My favourite is Copley's leaflet number 1953. It has an appropriately royal theme - a white jumper with an all-over design of small red and blue crowns.   And it even has the right number!   As far as I can tell, it wasn't issued out of sequence - it just happened that leaflet 1953 was due to be issued during 1953.  Copley's must have been delighted, and reserved 1953 for a Coronation pattern. 

 Sirdar issued several leaflets in its Coronation Series, though they mostly don't seem to have been designed with a Coronation theme.  

Sirdar 1441

Sirdar 515

They are typical 1950s designs, including the little girl's outfit of a knitted skirt with pleats and knitted braces - I had one like it in dark brown.  

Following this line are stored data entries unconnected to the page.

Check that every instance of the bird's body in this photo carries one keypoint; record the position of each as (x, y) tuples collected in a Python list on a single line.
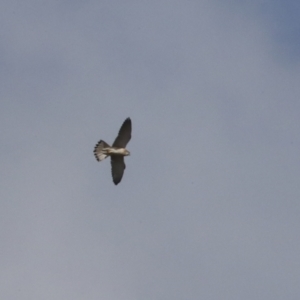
[(117, 151)]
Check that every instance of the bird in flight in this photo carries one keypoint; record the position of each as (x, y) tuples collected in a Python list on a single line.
[(116, 152)]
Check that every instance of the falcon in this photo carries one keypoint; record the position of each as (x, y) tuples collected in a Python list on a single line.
[(116, 152)]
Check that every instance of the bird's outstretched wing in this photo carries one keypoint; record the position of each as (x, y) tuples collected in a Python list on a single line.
[(117, 168), (124, 135)]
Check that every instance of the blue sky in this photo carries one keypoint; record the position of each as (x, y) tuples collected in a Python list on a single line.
[(209, 204)]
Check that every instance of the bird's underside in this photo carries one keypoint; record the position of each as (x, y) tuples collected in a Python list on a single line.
[(116, 152)]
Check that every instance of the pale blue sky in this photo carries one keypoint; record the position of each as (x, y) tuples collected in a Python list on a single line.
[(209, 204)]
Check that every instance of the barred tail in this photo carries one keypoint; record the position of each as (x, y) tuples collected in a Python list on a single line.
[(100, 150)]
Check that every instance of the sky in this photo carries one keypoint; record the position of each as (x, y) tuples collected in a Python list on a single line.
[(208, 207)]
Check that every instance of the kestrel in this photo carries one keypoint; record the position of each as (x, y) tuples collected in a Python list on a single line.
[(116, 152)]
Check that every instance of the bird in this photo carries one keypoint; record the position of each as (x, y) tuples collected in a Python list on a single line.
[(116, 152)]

Just one pattern in the Sirdar series had a Coronation theme - a jumper with a design of crowns and Tudor roses (?) around a square neckline. But I have only seen the pattern advertised - we don't have it in the collection at Lee Mills.  It was disappointing when we got to sorting that batch of leaflets to find that that one was missing. 

  
Ad for Sirdar 1440
   
Marriner 186
Marriner's issued about five Coronation leaflets.  The one I have shown has a gold label on the front saying that it is one of Marriner's Coronation Series, but others that I have seen don't have the label. There is a child's cardigan in the series, illustrated on the back of one of the other leaflets, with a design of soldiers in dress uniform and the Coronation coach, but otherwise it is not obvious that the designs in the series have anything to do with the Coronation, especially without the label on the front.    

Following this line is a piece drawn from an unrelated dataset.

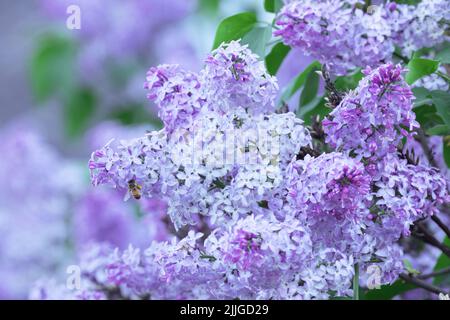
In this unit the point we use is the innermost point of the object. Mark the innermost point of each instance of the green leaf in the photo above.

I imagine women knitting these designs to wear on June 2nd - at a street party, or while watching the Coronation on the tiny black-and-white TV screens of 1953.    I know that I went with my mother to watch it on a neighbour's TV,  though I don't remember much about it - I mainly remember that my sister, who was younger than me, was left outside to sleep in her pram in the rain.   My husband remembers going to the Coronation rehearsal in London and having a new coat.  (It rained on the rehearsal day, too.)  He was not yet 4 at the time, so it is one of his earliest memories.    A long time ago.